In today’s (July 4, 2007) paper, the Associated Press reports that late payments are up for equity lines of credit but down for credit card payments. This news seems to indicate a trend that more people are opting to pay unsecured credit cards than loans secured by their homes, despite the fact that most people know they should pay their mortgage before they pay their credit cards.

There are two primary reasons for this recent phenomenon: Credit card collectors tend to be very aggressive, and more and more people are getting crushed by the current subprime lending debacle.

First of all, anyone past due on credit card debts knows that collection agencies will aggressively browbeat in an attempt to squeeze pennies out of debtors. People will pay an abusive collector money at the expense of keeping secured debt, like a home equity line of credit, current. Collection agencies are governed by the Federal Fair Debt Collection Practices Act, and collectors frequently engage in activity prohibited by the law, even posing as law enforcement or attorneys. More increasingly, such agencies have come under fire from states’ Attorney Generals’ offices, most recently Florida.
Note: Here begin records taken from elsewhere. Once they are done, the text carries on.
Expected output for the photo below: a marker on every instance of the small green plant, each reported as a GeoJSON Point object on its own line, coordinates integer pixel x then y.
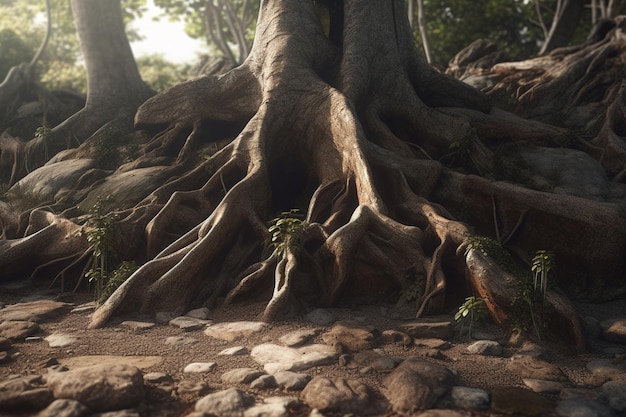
{"type": "Point", "coordinates": [543, 263]}
{"type": "Point", "coordinates": [286, 230]}
{"type": "Point", "coordinates": [100, 237]}
{"type": "Point", "coordinates": [117, 278]}
{"type": "Point", "coordinates": [472, 310]}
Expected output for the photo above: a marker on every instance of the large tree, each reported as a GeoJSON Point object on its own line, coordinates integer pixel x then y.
{"type": "Point", "coordinates": [388, 160]}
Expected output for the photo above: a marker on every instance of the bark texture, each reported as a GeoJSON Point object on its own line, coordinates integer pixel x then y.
{"type": "Point", "coordinates": [387, 160]}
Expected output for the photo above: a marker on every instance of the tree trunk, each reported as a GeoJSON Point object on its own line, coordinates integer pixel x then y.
{"type": "Point", "coordinates": [379, 163]}
{"type": "Point", "coordinates": [564, 24]}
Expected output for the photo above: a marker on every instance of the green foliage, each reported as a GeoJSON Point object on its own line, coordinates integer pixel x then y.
{"type": "Point", "coordinates": [286, 230]}
{"type": "Point", "coordinates": [543, 262]}
{"type": "Point", "coordinates": [471, 311]}
{"type": "Point", "coordinates": [101, 239]}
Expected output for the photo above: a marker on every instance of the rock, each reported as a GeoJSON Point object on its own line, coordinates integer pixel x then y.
{"type": "Point", "coordinates": [137, 326]}
{"type": "Point", "coordinates": [234, 351]}
{"type": "Point", "coordinates": [141, 362]}
{"type": "Point", "coordinates": [64, 408]}
{"type": "Point", "coordinates": [24, 394]}
{"type": "Point", "coordinates": [614, 330]}
{"type": "Point", "coordinates": [5, 344]}
{"type": "Point", "coordinates": [16, 330]}
{"type": "Point", "coordinates": [416, 385]}
{"type": "Point", "coordinates": [241, 376]}
{"type": "Point", "coordinates": [188, 324]}
{"type": "Point", "coordinates": [374, 360]}
{"type": "Point", "coordinates": [275, 358]}
{"type": "Point", "coordinates": [352, 336]}
{"type": "Point", "coordinates": [543, 387]}
{"type": "Point", "coordinates": [157, 378]}
{"type": "Point", "coordinates": [60, 340]}
{"type": "Point", "coordinates": [533, 368]}
{"type": "Point", "coordinates": [338, 395]}
{"type": "Point", "coordinates": [291, 381]}
{"type": "Point", "coordinates": [395, 336]}
{"type": "Point", "coordinates": [321, 317]}
{"type": "Point", "coordinates": [274, 407]}
{"type": "Point", "coordinates": [234, 330]}
{"type": "Point", "coordinates": [228, 403]}
{"type": "Point", "coordinates": [485, 348]}
{"type": "Point", "coordinates": [180, 340]}
{"type": "Point", "coordinates": [199, 367]}
{"type": "Point", "coordinates": [579, 407]}
{"type": "Point", "coordinates": [188, 391]}
{"type": "Point", "coordinates": [520, 401]}
{"type": "Point", "coordinates": [591, 327]}
{"type": "Point", "coordinates": [616, 395]}
{"type": "Point", "coordinates": [428, 328]}
{"type": "Point", "coordinates": [200, 313]}
{"type": "Point", "coordinates": [298, 337]}
{"type": "Point", "coordinates": [432, 343]}
{"type": "Point", "coordinates": [36, 310]}
{"type": "Point", "coordinates": [100, 387]}
{"type": "Point", "coordinates": [264, 382]}
{"type": "Point", "coordinates": [469, 398]}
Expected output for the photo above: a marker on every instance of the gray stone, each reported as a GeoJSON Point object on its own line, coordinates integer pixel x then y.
{"type": "Point", "coordinates": [469, 398]}
{"type": "Point", "coordinates": [24, 394]}
{"type": "Point", "coordinates": [615, 394]}
{"type": "Point", "coordinates": [432, 343]}
{"type": "Point", "coordinates": [485, 348]}
{"type": "Point", "coordinates": [234, 330]}
{"type": "Point", "coordinates": [157, 378]}
{"type": "Point", "coordinates": [416, 385]}
{"type": "Point", "coordinates": [396, 336]}
{"type": "Point", "coordinates": [543, 387]}
{"type": "Point", "coordinates": [291, 381]}
{"type": "Point", "coordinates": [60, 340]}
{"type": "Point", "coordinates": [520, 401]}
{"type": "Point", "coordinates": [228, 403]}
{"type": "Point", "coordinates": [5, 344]}
{"type": "Point", "coordinates": [354, 337]}
{"type": "Point", "coordinates": [241, 376]}
{"type": "Point", "coordinates": [614, 330]}
{"type": "Point", "coordinates": [579, 407]}
{"type": "Point", "coordinates": [100, 387]}
{"type": "Point", "coordinates": [234, 351]}
{"type": "Point", "coordinates": [137, 326]}
{"type": "Point", "coordinates": [200, 313]}
{"type": "Point", "coordinates": [298, 337]}
{"type": "Point", "coordinates": [189, 391]}
{"type": "Point", "coordinates": [338, 395]}
{"type": "Point", "coordinates": [264, 382]}
{"type": "Point", "coordinates": [188, 323]}
{"type": "Point", "coordinates": [274, 407]}
{"type": "Point", "coordinates": [428, 328]}
{"type": "Point", "coordinates": [534, 368]}
{"type": "Point", "coordinates": [64, 408]}
{"type": "Point", "coordinates": [275, 358]}
{"type": "Point", "coordinates": [16, 330]}
{"type": "Point", "coordinates": [199, 367]}
{"type": "Point", "coordinates": [180, 340]}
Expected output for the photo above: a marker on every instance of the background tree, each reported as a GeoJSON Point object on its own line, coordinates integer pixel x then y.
{"type": "Point", "coordinates": [387, 160]}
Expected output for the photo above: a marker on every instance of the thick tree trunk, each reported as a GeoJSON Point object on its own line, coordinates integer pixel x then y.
{"type": "Point", "coordinates": [388, 161]}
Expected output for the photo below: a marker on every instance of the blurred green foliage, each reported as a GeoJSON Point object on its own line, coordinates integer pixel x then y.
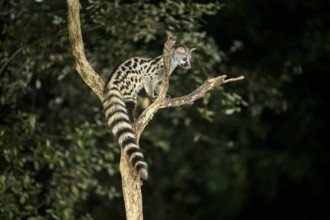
{"type": "Point", "coordinates": [250, 149]}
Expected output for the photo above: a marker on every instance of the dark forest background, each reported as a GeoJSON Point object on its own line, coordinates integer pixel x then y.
{"type": "Point", "coordinates": [253, 149]}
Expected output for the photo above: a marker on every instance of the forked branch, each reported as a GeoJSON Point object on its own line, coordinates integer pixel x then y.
{"type": "Point", "coordinates": [130, 182]}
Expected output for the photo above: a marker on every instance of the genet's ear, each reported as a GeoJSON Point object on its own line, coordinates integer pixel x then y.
{"type": "Point", "coordinates": [180, 49]}
{"type": "Point", "coordinates": [192, 49]}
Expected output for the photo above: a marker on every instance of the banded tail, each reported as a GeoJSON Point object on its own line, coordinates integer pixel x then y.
{"type": "Point", "coordinates": [121, 127]}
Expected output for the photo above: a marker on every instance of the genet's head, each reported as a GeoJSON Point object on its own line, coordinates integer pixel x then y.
{"type": "Point", "coordinates": [181, 56]}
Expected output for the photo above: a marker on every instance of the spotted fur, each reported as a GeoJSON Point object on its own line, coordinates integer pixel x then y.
{"type": "Point", "coordinates": [120, 94]}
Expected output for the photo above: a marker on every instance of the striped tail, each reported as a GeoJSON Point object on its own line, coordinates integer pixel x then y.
{"type": "Point", "coordinates": [118, 120]}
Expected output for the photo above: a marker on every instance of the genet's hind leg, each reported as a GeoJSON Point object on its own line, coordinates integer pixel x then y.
{"type": "Point", "coordinates": [130, 106]}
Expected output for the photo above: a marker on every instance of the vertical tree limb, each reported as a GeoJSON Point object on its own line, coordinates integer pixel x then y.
{"type": "Point", "coordinates": [131, 184]}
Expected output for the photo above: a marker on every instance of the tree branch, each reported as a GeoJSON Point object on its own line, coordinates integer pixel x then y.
{"type": "Point", "coordinates": [199, 92]}
{"type": "Point", "coordinates": [87, 73]}
{"type": "Point", "coordinates": [130, 182]}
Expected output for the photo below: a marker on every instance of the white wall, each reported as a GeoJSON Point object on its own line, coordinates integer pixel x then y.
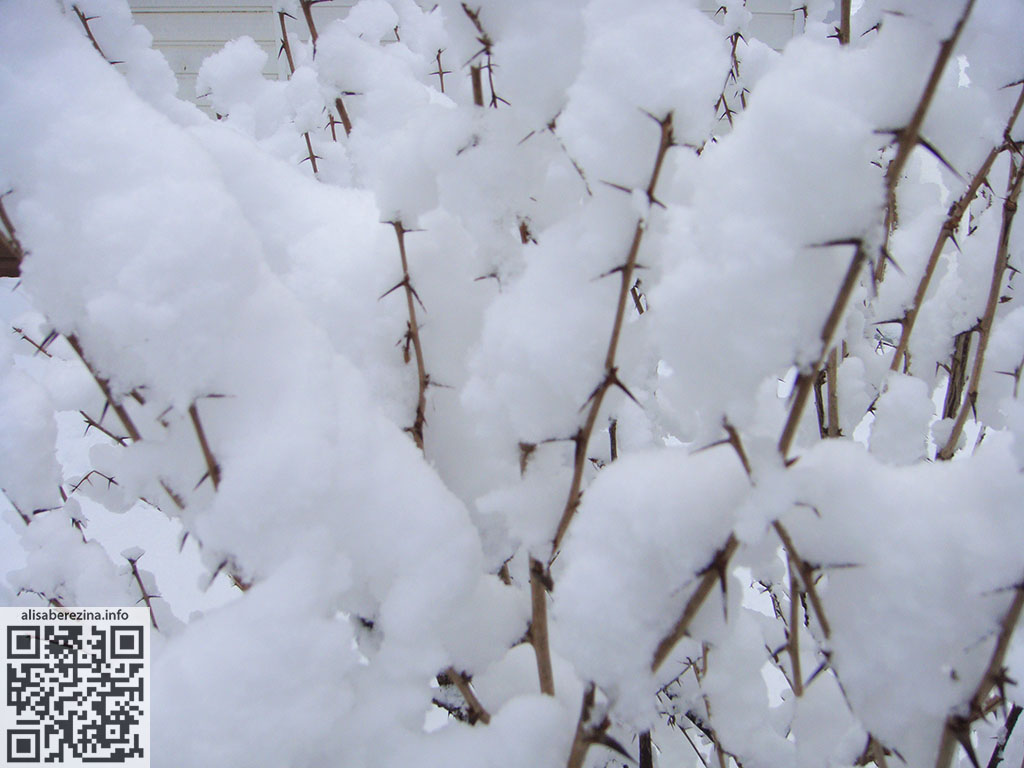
{"type": "Point", "coordinates": [188, 31]}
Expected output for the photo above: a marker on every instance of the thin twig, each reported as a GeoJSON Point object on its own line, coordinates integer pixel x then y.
{"type": "Point", "coordinates": [806, 576]}
{"type": "Point", "coordinates": [11, 252]}
{"type": "Point", "coordinates": [286, 46]}
{"type": "Point", "coordinates": [477, 712]}
{"type": "Point", "coordinates": [985, 327]}
{"type": "Point", "coordinates": [440, 72]}
{"type": "Point", "coordinates": [610, 372]}
{"type": "Point", "coordinates": [832, 387]}
{"type": "Point", "coordinates": [713, 572]}
{"type": "Point", "coordinates": [994, 675]}
{"type": "Point", "coordinates": [580, 741]}
{"type": "Point", "coordinates": [146, 597]}
{"type": "Point", "coordinates": [104, 387]}
{"type": "Point", "coordinates": [805, 379]}
{"type": "Point", "coordinates": [794, 644]}
{"type": "Point", "coordinates": [1008, 729]}
{"type": "Point", "coordinates": [539, 626]}
{"type": "Point", "coordinates": [85, 23]}
{"type": "Point", "coordinates": [908, 137]}
{"type": "Point", "coordinates": [212, 468]}
{"type": "Point", "coordinates": [413, 337]}
{"type": "Point", "coordinates": [307, 6]}
{"type": "Point", "coordinates": [956, 211]}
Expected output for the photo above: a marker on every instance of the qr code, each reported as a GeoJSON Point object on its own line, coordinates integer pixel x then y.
{"type": "Point", "coordinates": [77, 691]}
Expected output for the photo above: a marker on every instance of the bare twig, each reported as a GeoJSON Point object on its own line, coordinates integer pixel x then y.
{"type": "Point", "coordinates": [146, 597]}
{"type": "Point", "coordinates": [539, 626]}
{"type": "Point", "coordinates": [92, 423]}
{"type": "Point", "coordinates": [956, 211]}
{"type": "Point", "coordinates": [413, 337]}
{"type": "Point", "coordinates": [794, 631]}
{"type": "Point", "coordinates": [985, 327]}
{"type": "Point", "coordinates": [957, 374]}
{"type": "Point", "coordinates": [580, 741]}
{"type": "Point", "coordinates": [343, 114]}
{"type": "Point", "coordinates": [440, 72]}
{"type": "Point", "coordinates": [212, 468]}
{"type": "Point", "coordinates": [11, 252]}
{"type": "Point", "coordinates": [307, 11]}
{"type": "Point", "coordinates": [610, 372]}
{"type": "Point", "coordinates": [105, 389]}
{"type": "Point", "coordinates": [805, 379]}
{"type": "Point", "coordinates": [806, 576]}
{"type": "Point", "coordinates": [476, 710]}
{"type": "Point", "coordinates": [994, 675]}
{"type": "Point", "coordinates": [85, 24]}
{"type": "Point", "coordinates": [1008, 729]}
{"type": "Point", "coordinates": [285, 45]}
{"type": "Point", "coordinates": [908, 137]}
{"type": "Point", "coordinates": [715, 571]}
{"type": "Point", "coordinates": [832, 386]}
{"type": "Point", "coordinates": [646, 753]}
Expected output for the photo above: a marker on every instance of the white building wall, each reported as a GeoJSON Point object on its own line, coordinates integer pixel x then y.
{"type": "Point", "coordinates": [188, 31]}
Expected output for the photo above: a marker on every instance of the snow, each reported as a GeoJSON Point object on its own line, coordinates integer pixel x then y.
{"type": "Point", "coordinates": [247, 317]}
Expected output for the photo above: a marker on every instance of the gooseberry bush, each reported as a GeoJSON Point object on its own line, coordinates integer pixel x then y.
{"type": "Point", "coordinates": [570, 383]}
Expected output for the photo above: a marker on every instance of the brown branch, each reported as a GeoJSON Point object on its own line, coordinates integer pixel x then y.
{"type": "Point", "coordinates": [212, 468]}
{"type": "Point", "coordinates": [794, 631]}
{"type": "Point", "coordinates": [581, 743]}
{"type": "Point", "coordinates": [90, 422]}
{"type": "Point", "coordinates": [343, 114]}
{"type": "Point", "coordinates": [713, 572]}
{"type": "Point", "coordinates": [994, 675]}
{"type": "Point", "coordinates": [441, 72]}
{"type": "Point", "coordinates": [413, 336]}
{"type": "Point", "coordinates": [85, 23]}
{"type": "Point", "coordinates": [309, 153]}
{"type": "Point", "coordinates": [908, 137]}
{"type": "Point", "coordinates": [646, 753]}
{"type": "Point", "coordinates": [286, 46]}
{"type": "Point", "coordinates": [476, 710]}
{"type": "Point", "coordinates": [806, 576]}
{"type": "Point", "coordinates": [477, 81]}
{"type": "Point", "coordinates": [805, 380]}
{"type": "Point", "coordinates": [539, 626]}
{"type": "Point", "coordinates": [146, 597]}
{"type": "Point", "coordinates": [985, 327]}
{"type": "Point", "coordinates": [957, 374]}
{"type": "Point", "coordinates": [844, 23]}
{"type": "Point", "coordinates": [956, 212]}
{"type": "Point", "coordinates": [610, 379]}
{"type": "Point", "coordinates": [832, 385]}
{"type": "Point", "coordinates": [11, 252]}
{"type": "Point", "coordinates": [307, 6]}
{"type": "Point", "coordinates": [104, 387]}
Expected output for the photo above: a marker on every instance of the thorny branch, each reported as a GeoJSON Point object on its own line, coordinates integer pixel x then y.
{"type": "Point", "coordinates": [146, 597]}
{"type": "Point", "coordinates": [413, 338]}
{"type": "Point", "coordinates": [715, 571]}
{"type": "Point", "coordinates": [85, 24]}
{"type": "Point", "coordinates": [994, 676]}
{"type": "Point", "coordinates": [956, 211]}
{"type": "Point", "coordinates": [985, 327]}
{"type": "Point", "coordinates": [104, 387]}
{"type": "Point", "coordinates": [626, 272]}
{"type": "Point", "coordinates": [476, 710]}
{"type": "Point", "coordinates": [476, 71]}
{"type": "Point", "coordinates": [11, 252]}
{"type": "Point", "coordinates": [909, 136]}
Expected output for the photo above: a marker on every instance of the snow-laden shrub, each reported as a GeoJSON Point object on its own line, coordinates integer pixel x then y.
{"type": "Point", "coordinates": [556, 383]}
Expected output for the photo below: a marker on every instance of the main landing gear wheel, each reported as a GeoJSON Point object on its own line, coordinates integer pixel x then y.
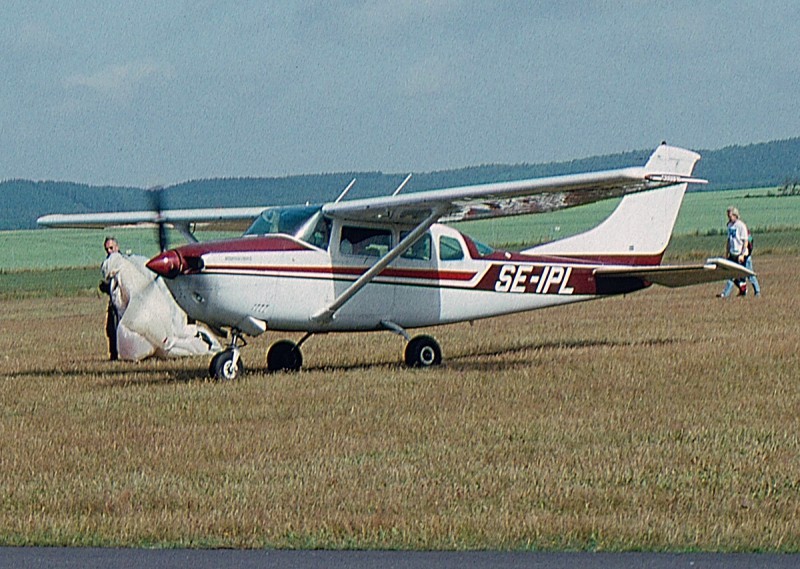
{"type": "Point", "coordinates": [284, 355]}
{"type": "Point", "coordinates": [226, 366]}
{"type": "Point", "coordinates": [423, 351]}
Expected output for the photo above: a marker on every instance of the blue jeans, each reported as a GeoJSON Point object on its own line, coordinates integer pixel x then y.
{"type": "Point", "coordinates": [748, 264]}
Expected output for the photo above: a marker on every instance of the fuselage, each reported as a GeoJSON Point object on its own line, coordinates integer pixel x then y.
{"type": "Point", "coordinates": [285, 281]}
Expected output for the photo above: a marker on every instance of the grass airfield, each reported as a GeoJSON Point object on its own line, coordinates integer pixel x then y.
{"type": "Point", "coordinates": [665, 420]}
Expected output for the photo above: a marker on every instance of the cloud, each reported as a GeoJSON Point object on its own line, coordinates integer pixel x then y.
{"type": "Point", "coordinates": [122, 79]}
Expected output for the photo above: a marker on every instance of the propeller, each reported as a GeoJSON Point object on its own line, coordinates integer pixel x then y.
{"type": "Point", "coordinates": [157, 205]}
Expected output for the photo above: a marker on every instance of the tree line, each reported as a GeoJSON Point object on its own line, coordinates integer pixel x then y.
{"type": "Point", "coordinates": [22, 201]}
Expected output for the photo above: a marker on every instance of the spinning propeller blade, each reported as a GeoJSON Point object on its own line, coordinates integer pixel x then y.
{"type": "Point", "coordinates": [157, 205]}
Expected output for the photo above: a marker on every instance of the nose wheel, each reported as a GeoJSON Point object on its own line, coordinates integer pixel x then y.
{"type": "Point", "coordinates": [227, 365]}
{"type": "Point", "coordinates": [423, 351]}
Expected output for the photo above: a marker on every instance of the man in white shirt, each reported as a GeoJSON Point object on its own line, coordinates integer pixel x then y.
{"type": "Point", "coordinates": [737, 250]}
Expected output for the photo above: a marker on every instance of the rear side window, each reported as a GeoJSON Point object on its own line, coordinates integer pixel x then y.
{"type": "Point", "coordinates": [450, 249]}
{"type": "Point", "coordinates": [420, 250]}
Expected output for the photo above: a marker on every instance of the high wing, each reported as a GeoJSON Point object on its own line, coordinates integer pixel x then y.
{"type": "Point", "coordinates": [674, 276]}
{"type": "Point", "coordinates": [220, 218]}
{"type": "Point", "coordinates": [667, 166]}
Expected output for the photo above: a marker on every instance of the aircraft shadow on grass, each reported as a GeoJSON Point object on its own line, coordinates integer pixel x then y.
{"type": "Point", "coordinates": [135, 374]}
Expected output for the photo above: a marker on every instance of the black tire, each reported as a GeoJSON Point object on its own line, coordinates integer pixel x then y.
{"type": "Point", "coordinates": [222, 367]}
{"type": "Point", "coordinates": [423, 351]}
{"type": "Point", "coordinates": [284, 355]}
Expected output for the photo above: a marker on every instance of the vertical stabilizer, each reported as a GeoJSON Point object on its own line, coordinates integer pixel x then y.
{"type": "Point", "coordinates": [641, 225]}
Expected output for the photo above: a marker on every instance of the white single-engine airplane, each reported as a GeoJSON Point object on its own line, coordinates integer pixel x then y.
{"type": "Point", "coordinates": [388, 263]}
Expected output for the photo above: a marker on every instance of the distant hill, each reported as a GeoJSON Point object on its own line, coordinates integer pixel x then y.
{"type": "Point", "coordinates": [22, 201]}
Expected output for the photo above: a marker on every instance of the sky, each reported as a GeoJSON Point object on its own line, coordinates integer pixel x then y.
{"type": "Point", "coordinates": [149, 93]}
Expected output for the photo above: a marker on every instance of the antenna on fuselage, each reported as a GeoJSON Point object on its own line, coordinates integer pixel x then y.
{"type": "Point", "coordinates": [344, 192]}
{"type": "Point", "coordinates": [402, 185]}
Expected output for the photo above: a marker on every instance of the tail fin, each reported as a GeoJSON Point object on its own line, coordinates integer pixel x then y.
{"type": "Point", "coordinates": [640, 227]}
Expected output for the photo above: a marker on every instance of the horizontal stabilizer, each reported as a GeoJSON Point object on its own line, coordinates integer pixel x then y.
{"type": "Point", "coordinates": [673, 276]}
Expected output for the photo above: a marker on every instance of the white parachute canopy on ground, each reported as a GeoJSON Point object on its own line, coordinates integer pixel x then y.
{"type": "Point", "coordinates": [151, 322]}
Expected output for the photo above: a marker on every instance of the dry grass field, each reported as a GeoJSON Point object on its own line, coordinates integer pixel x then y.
{"type": "Point", "coordinates": [666, 420]}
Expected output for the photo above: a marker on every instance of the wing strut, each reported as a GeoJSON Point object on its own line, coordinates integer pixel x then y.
{"type": "Point", "coordinates": [344, 192]}
{"type": "Point", "coordinates": [326, 315]}
{"type": "Point", "coordinates": [402, 185]}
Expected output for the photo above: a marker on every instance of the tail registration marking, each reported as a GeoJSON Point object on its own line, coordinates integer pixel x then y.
{"type": "Point", "coordinates": [521, 279]}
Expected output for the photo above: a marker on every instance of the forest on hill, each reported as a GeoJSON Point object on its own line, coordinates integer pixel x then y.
{"type": "Point", "coordinates": [23, 201]}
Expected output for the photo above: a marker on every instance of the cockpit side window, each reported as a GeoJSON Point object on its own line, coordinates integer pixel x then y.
{"type": "Point", "coordinates": [450, 249]}
{"type": "Point", "coordinates": [420, 250]}
{"type": "Point", "coordinates": [290, 220]}
{"type": "Point", "coordinates": [365, 241]}
{"type": "Point", "coordinates": [321, 234]}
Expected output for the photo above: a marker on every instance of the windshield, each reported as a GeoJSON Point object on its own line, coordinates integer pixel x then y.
{"type": "Point", "coordinates": [283, 219]}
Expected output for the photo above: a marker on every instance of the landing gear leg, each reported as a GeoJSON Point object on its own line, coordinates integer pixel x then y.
{"type": "Point", "coordinates": [227, 365]}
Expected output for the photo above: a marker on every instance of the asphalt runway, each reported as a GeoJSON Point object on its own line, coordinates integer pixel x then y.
{"type": "Point", "coordinates": [89, 558]}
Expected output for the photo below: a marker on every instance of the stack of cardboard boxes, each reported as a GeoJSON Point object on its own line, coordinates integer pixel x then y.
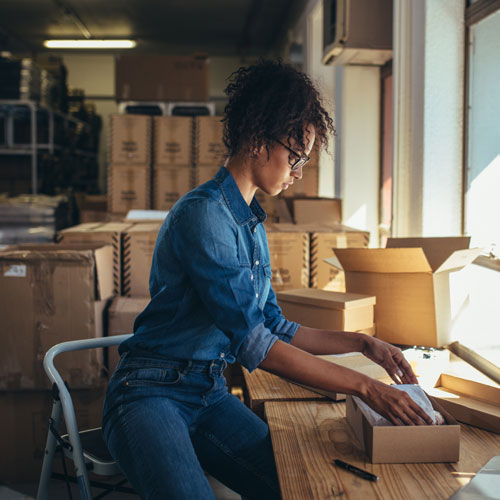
{"type": "Point", "coordinates": [49, 293]}
{"type": "Point", "coordinates": [173, 158]}
{"type": "Point", "coordinates": [129, 171]}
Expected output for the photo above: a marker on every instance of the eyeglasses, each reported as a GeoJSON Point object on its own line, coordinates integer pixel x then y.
{"type": "Point", "coordinates": [300, 160]}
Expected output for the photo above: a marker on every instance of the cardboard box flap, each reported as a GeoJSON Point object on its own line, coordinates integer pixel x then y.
{"type": "Point", "coordinates": [437, 250]}
{"type": "Point", "coordinates": [382, 260]}
{"type": "Point", "coordinates": [459, 259]}
{"type": "Point", "coordinates": [104, 271]}
{"type": "Point", "coordinates": [327, 299]}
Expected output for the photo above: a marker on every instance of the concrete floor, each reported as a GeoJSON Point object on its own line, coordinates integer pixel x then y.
{"type": "Point", "coordinates": [58, 491]}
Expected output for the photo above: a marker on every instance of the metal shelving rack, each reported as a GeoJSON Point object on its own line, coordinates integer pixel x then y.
{"type": "Point", "coordinates": [11, 148]}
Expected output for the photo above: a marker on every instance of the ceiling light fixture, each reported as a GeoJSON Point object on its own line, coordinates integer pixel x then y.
{"type": "Point", "coordinates": [90, 44]}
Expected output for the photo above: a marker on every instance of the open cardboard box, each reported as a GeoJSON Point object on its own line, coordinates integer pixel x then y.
{"type": "Point", "coordinates": [406, 444]}
{"type": "Point", "coordinates": [470, 396]}
{"type": "Point", "coordinates": [328, 310]}
{"type": "Point", "coordinates": [412, 279]}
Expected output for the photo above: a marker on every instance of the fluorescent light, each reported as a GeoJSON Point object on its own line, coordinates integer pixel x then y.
{"type": "Point", "coordinates": [90, 44]}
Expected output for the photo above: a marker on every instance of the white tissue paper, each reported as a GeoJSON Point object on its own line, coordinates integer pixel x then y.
{"type": "Point", "coordinates": [414, 391]}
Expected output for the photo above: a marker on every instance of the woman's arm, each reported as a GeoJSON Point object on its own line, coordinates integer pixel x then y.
{"type": "Point", "coordinates": [391, 358]}
{"type": "Point", "coordinates": [299, 366]}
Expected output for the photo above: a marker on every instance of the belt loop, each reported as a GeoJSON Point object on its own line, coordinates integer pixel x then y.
{"type": "Point", "coordinates": [187, 367]}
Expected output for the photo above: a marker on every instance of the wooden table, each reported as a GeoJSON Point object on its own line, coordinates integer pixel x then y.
{"type": "Point", "coordinates": [308, 435]}
{"type": "Point", "coordinates": [263, 386]}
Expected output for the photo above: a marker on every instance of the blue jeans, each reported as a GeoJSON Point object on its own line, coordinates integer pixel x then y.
{"type": "Point", "coordinates": [167, 421]}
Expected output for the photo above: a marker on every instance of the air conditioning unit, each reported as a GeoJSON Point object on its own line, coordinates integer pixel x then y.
{"type": "Point", "coordinates": [357, 32]}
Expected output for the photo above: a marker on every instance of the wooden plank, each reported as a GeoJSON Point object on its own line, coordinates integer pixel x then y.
{"type": "Point", "coordinates": [307, 436]}
{"type": "Point", "coordinates": [263, 386]}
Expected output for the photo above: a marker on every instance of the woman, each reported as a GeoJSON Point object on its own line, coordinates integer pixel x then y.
{"type": "Point", "coordinates": [168, 415]}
The other major reason for the seemingly illogical behavior of paying unsecured debts before home equity lines of credit is that many Americans have given up on saving their homes. Years ago, people would get behind in their mortgage payments only because some bad and/or unexpected happened in their lives: loss of a job, illness, injury, divorce, etc. Now, in the wake of a record number of subprime rate “resets”, marginally-qualified homeowners find that, even though their economic circumstances are the same as when they purchased their home, they can no longer afford their mortgage payments because their interest rates have skyrocketed.

The foolish subprime lenders were banking on these strapped homeowners to refinance their mortgages every couple of years to avoid these monstrous mortgage increases. This is the subprime lending scam. What lenders didn’t count on was a collapsing real estate market and tightening of lending requirements. The result as been that these borrowers can no longer refinance, so they just give up. This is the reason that, even though home foreclosures are at an all-time high, the number of Chapter 13 bankruptcies has not risen to nearly the same degree.